The Smriti Irani-led Information and Broadcasting Ministry’s order suspending the press accreditation of print and television journalists accused of reporting fake news may have been short-lived, but cartoonists across major media organisations ensured that the controversy stays on in public memory, at least for a day more.

On Monday night, the Ministry announced that journalists accused of creating or propagating fake news would lose their accreditation with the Press Information Bureau pending an inquiry by the Press Council of India for print media and the News Broadcasters Association for electronic that must be completed within 15 days. If the complaint were found to be true, the journalist would lose their accreditation for six months. For a second violation, they would lose their accreditation for a year and a third violation would strip them off it permanently.

The order sparked outrage among journalists, who viewed it as an attempt to muzzle the media in a year that will witness several Assembly elections leading up to the Lok Sabha polls in 2019. That the guidelines allowed a journalist’s accreditation to be suspended merely on an accusation was particularly worrisome, as it opened the door to frivolous complaints and harassment. Journalists criticised the fact that the circular did not specify what would qualify as fake news, that it did not cover online news blogs and other unregulated internet-based platforms that are a bigger concern from the standpoint of battling fake news.

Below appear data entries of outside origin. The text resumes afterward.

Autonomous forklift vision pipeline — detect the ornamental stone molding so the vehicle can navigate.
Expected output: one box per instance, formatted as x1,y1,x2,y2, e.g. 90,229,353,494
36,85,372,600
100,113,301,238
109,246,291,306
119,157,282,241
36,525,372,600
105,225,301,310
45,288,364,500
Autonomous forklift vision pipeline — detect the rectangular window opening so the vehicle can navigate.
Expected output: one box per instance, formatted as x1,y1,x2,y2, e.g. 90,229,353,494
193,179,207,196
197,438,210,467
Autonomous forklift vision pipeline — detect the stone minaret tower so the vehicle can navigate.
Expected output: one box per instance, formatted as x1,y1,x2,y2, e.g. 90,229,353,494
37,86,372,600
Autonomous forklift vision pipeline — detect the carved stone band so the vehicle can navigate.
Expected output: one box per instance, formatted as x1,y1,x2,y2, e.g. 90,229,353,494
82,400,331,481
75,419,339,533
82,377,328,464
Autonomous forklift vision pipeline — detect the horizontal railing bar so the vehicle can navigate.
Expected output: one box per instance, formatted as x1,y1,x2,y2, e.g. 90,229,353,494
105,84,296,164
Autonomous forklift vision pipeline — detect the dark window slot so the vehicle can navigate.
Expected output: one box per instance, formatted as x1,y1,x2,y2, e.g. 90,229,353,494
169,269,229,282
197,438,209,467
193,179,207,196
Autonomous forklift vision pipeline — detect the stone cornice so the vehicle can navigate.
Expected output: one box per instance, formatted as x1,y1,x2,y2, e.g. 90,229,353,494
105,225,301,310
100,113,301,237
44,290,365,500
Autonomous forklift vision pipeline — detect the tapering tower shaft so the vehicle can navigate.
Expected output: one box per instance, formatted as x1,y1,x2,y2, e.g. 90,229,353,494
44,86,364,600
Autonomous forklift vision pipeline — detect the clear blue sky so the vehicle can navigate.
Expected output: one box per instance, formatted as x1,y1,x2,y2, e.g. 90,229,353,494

However, just as the storm over the seemingly ill-thought-out orders was growing, Prime Minister Narendra Modi’s office intervened and ordered the circular to be withdrawn and said that it was up to the Press Council of India to look into the matter of fake news. Media reports cited official sources who claimed that the Information and Broadcasting Ministry had not kept the Prime Minister’s Office in the loop before issuing the circular.

The rapid back-tracking by Irani’s ministry and the seeming undercutting by Modi’s office gave cartoonists grist for satire.

One cartoon also pointed to India’s poor ranking in the World Press Freedom Index to allude to the prevailing hostile environment for journalists in the country. For the 2017 index, India slipped three points to the 136th position, out of 180 countries.